BONDOWOSO, PanturaPos.id – Sebagai tindak lanjut kerjasama antara Kepala Perhutani Divisi Regional (KADIVRE) Jawa Timur dengan Kepala Kejaksaan Tinggi (KAJATI) Jawa Timur yang terjalin pada akhir Oktober lalu, Perum Perhutani Bondowoso melaksanakan penandatanganan Memorandum of Understanding (MoU) dalam bidang hukum perdata dan tata usaha negara (Datun) dengan Kejaksaan Negeri (Kejari) Bondowoso, Senin (04/11).
Acara yang digelar di Aula Kejaksaan di Jalan A. Yani No. 82 ini dihadiri oleh Misbakhul Munir, Administratur Perum Perhutani KPH Bondowoso, dan Dzakiyul Fikri, SH., MH., Kepala Kejaksaan Negeri Bondowoso. Selain mereka, turut hadir sejumlah pejabat dari Perhutani dan Kejaksaan Negeri Bondowoso, termasuk Kasi Datun Kadek Wira Atmadja, Kasi Pidsus Dwi Hastaryo, Kasi Intelijen Adi Harsanto, serta para kepala seksi dan asisten di lingkungan Perhutani Bondowoso.

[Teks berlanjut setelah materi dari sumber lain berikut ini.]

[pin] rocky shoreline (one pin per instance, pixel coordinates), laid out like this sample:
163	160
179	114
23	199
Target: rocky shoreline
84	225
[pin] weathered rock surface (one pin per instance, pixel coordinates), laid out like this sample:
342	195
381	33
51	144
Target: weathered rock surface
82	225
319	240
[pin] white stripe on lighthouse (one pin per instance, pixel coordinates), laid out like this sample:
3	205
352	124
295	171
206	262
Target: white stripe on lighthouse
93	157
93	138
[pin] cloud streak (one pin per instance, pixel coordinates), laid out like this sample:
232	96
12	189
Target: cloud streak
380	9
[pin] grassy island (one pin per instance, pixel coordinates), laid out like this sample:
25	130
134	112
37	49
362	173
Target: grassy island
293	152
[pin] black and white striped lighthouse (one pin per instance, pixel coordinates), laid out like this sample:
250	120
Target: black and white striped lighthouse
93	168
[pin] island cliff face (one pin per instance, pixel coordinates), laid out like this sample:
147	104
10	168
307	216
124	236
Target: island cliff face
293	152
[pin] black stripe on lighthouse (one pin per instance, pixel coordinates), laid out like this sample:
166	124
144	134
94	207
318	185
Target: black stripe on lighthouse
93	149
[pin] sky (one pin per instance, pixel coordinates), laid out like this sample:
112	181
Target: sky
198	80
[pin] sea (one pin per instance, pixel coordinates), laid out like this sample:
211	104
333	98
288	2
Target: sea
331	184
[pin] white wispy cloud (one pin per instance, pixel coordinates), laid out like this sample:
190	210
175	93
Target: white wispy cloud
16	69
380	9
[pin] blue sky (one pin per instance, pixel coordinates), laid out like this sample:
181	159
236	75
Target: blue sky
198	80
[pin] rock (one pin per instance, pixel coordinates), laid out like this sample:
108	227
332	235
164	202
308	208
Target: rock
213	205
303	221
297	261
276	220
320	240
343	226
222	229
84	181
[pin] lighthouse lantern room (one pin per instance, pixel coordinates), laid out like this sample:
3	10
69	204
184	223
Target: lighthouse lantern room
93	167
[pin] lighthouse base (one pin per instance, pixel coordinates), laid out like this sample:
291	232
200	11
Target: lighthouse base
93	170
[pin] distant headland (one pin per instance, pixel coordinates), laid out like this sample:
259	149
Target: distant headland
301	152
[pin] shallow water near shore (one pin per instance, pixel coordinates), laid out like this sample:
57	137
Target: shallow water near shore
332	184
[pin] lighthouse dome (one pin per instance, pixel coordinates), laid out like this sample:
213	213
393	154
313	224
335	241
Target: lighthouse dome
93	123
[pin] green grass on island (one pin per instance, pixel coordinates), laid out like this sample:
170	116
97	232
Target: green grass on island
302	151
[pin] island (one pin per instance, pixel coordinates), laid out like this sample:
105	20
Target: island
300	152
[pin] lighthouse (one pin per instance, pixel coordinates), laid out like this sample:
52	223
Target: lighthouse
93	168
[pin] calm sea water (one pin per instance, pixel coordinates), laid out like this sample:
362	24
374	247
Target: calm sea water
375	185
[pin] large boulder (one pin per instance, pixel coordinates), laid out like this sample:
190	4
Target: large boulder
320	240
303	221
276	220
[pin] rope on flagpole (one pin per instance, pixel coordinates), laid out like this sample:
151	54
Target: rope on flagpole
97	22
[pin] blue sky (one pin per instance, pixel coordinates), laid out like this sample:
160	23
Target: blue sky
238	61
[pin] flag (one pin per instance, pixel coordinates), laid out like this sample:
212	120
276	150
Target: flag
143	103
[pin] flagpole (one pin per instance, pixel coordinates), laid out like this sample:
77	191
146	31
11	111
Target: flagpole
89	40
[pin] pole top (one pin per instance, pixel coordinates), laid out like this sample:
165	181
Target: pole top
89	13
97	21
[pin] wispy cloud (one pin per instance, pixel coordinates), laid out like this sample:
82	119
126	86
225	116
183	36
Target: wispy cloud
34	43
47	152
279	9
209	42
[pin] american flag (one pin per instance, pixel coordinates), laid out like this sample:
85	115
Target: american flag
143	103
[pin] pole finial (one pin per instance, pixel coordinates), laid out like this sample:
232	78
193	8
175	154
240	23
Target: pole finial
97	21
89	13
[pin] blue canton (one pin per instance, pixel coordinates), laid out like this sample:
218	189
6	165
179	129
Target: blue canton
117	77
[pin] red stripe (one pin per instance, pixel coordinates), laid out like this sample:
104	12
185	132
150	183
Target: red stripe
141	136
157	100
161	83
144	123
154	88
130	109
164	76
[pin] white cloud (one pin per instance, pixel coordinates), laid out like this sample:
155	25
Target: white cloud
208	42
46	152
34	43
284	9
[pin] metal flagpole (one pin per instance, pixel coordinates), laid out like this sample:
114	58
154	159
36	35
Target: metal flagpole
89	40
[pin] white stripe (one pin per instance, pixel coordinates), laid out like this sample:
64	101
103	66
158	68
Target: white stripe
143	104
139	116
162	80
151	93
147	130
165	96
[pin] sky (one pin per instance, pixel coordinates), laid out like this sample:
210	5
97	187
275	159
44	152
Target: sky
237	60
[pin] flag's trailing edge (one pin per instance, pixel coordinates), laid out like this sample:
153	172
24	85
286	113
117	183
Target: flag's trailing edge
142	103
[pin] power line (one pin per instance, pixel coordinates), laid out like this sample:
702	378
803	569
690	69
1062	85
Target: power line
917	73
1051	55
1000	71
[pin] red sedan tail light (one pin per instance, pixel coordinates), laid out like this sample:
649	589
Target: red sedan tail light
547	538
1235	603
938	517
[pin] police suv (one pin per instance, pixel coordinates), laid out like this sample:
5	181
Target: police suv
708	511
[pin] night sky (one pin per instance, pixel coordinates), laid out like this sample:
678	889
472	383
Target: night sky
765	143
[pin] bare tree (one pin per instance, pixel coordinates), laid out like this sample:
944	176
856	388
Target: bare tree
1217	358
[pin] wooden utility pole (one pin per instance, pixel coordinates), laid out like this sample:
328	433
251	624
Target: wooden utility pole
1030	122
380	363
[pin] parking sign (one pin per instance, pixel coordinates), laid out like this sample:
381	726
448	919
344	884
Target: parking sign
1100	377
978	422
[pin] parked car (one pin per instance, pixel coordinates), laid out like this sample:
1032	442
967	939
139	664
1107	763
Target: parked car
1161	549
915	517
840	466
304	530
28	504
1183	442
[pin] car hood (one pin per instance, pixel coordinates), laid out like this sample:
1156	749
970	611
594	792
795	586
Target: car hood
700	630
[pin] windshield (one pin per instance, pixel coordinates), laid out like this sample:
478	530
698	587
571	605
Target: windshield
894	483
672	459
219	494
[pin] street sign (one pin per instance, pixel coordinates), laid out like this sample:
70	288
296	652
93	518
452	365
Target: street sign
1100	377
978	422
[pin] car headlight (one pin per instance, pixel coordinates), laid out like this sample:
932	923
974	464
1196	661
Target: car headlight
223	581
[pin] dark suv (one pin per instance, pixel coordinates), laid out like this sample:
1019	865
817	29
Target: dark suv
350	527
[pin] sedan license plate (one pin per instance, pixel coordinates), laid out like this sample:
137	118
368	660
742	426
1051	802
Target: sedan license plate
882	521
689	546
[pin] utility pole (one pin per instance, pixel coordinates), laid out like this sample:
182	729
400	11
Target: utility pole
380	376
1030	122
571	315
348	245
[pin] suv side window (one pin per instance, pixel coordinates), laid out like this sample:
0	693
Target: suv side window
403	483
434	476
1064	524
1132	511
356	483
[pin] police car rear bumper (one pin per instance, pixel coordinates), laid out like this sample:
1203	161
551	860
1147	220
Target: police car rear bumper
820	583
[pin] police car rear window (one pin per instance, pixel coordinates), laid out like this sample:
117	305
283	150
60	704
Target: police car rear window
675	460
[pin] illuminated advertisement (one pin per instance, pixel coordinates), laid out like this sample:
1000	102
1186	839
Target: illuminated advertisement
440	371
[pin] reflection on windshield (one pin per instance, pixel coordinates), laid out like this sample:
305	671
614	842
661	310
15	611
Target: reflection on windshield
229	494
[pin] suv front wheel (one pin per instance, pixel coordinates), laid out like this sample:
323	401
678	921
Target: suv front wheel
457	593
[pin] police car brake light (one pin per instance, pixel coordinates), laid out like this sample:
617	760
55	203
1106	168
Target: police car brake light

Dalam sambutannya, Misbakhul Munir mengungkapkan apresiasinya kepada Kejari Bondowoso atas kesediaannya mendukung pengelolaan kawasan hutan yang berkelanjutan. Ia menyoroti pentingnya dukungan berbagai pihak dalam menjaga hutan yang mencakup tiga aspek utama: ekologi, sosial, dan ekonomi.
“Terkadang terjadi benturan kepentingan antara pengelolaan hutan dengan masyarakat sekitar yang dapat memicu konflik. Karena itu, dukungan dari Kejaksaan sangat dibutuhkan untuk melindungi hutan dan aset negara,” ujarnya.
Beberapa agenda yang akan segera ditindaklanjuti dalam kerjasama ini antara lain penyelesaian konflik hutan antara masyarakat atau pihak ketiga dengan Perhutani, serta penertiban lahan garapan di wilayah hukum Kejaksaan Negeri Bondowoso.
Usai acara, Kepala Kejaksaan Negeri Bondowoso Dzakiyul Fikri menegaskan bahwa MoU ini merupakan wujud komitmen Kejaksaan untuk mendukung upaya Perhutani dalam menjaga kawasan hutan. MoU yang ditandatangani pada akhir Oktober lalu juga mendapat apresiasi dari Kajati Jatim atas keberhasilan KPH Bondowoso menyelesaikan konflik tanah di Desa Karanganyar, Kecamatan Klabang.
“MoU ini adalah langkah penting dalam menyelesaikan konflik tanah yang berlarut-larut di kawasan Perhutani, seperti kasus di Desa Sumberwaru yang luasnya mencapai 76,4 hektare,” tutur Dzakiyul. Ia juga menekankan bahwa Kejari siap memberikan pendampingan hukum, termasuk dalam pengukuran lahan garapan masyarakat yang menanam kopi di kawasan Perhutani.
Menurut Dzakiyul, kerja sama ini tidak hanya akan membantu penyelesaian masalah hukum, namun juga menjadi upaya bersama dalam menegakkan peraturan yang berlaku. “Kami tidak akan segan-segan untuk bertindak tegas jika terjadi pelanggaran hukum di kawasan hutan ini,” tegasnya.